Oui, c’est ainsi, les dieux n’ont leur site que dans l’absence totale de tout et de quoi que ce soit. Et c’est pourquoi, avant l’avènement de ce monde, du temps où il n’y avait rien, ce Rien était leur paradis. En ce temps là, si je puis dire, rien n’avait commencé et rien n’existait. Les dieux étaient alors la merveille, la jubilation et la grâce du Rien jouissant de n’être rien. Ils étaient le chant du silence, l’éclat de la transparence, le songe de l’infini néant et la douceur de l’éternité innocente. Certains de vos mystiques l’avaient d’ailleurs saisi, le règne du Rien, lorsqu’on lui donne un nom glorieux, peut aussi se désigner comme le Royaume des dieux.

 

La création du monde fut la Shoah des dieux

Et c’est pourquoi les dieux ont disparu dès que le monde fut. L’irruption du monde au sein du néant les a mis à néant. On a pu croire qu’ils présidèrent à la création de l’univers et aidèrent à sa naissance. Mais c’est peu probable. Toujours est-il que, lorsque le Rien accoucha du monde, le Rien mourut en couches. De fait, le surgissement du ciel et de la terre, dès le premier instant, a brisé le Néant et déchiré sa virginité intacte. Le monde, par son assaut et son effraction, a occupé la place du Silence et de sa pureté translucide. L’Infini a été aboli et l’Eternité foudroyée. Aujourd’hui, et depuis la création du monde, il n’y a rien d’autre que le déploiement de l’être, de l’espace et du temps, de l’audible et du visible, des idées et des choses. Il n’y a que de l’existant. L’infini du monde a pris la place de l’infini du Rien. Il n’y a plus rien du Rien ; il a disparu totalement et en entier dès lors qu’il a été rompu.

Et, de ce fait, les dieux ont perdu leur vivier. La création du ciel et de la terre fit éclater leur Royaume et précipita leur abolition. L’aube du premier jour signa leur dernier jour. Certains de vos sages ont pu dire qu’ils s’étaient retirés et comme rétractés pour que le monde puisse être et apparaître. En fait, ce fut plus cruel. Ils ont été abolis et destitués. L’univers, l’existence et l’être ont triomphé, absurdes et arrogants. Le déchaînement du monde signa la shoah des dieux.

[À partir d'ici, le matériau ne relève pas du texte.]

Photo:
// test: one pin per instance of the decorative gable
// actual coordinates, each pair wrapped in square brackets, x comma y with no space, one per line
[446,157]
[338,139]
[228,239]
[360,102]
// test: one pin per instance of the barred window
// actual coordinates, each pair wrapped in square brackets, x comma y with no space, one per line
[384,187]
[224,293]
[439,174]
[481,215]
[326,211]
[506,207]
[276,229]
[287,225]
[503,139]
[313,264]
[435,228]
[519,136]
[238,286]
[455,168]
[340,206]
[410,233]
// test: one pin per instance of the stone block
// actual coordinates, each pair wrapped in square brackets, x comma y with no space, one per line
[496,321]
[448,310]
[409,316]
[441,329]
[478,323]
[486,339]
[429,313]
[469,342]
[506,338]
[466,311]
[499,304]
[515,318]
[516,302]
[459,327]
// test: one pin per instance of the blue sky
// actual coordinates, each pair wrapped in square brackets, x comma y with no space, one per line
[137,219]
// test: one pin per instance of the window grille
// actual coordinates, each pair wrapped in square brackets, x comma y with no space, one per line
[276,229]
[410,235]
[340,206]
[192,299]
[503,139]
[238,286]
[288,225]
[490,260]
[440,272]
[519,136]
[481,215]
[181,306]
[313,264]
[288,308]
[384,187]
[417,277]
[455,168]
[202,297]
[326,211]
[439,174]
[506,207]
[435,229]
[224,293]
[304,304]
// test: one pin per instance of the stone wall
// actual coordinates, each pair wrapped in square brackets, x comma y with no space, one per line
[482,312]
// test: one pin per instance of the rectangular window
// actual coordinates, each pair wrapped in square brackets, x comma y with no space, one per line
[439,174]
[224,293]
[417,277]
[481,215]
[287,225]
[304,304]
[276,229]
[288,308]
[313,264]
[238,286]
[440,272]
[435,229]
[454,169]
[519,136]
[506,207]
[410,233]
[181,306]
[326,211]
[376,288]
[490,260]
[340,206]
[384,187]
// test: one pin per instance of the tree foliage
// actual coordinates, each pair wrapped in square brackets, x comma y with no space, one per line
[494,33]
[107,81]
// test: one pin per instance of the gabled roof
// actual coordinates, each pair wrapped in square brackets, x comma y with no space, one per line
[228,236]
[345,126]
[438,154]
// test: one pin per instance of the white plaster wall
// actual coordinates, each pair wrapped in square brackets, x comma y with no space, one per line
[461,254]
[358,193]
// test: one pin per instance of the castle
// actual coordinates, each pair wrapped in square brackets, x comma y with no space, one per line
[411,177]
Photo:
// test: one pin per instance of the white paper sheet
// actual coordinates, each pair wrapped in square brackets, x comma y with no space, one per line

Mais vous, les hommes, vous n’avez jamais voulu le croire et vous vous êtes adonnés à de bien étranges fantaisies pour leur garder une place en votre monde. Les Anciens les voyaient comme des forces invisibles qui animaient les vents, les mers, les astres et même les crues des fleuves. On les a vus aussi comme des anges de l’Au-delà en visite ici-bas, comme les messagers d’une Volonté tombée du ciel, comme les signes et les augures venus d’un Ailleurs de mystère. Et vous-mêmes, plus absurde encore, vous avez imaginé qu’un dieu puisse vouloir se faire homme, entrer dans l’histoire et partager vos repas !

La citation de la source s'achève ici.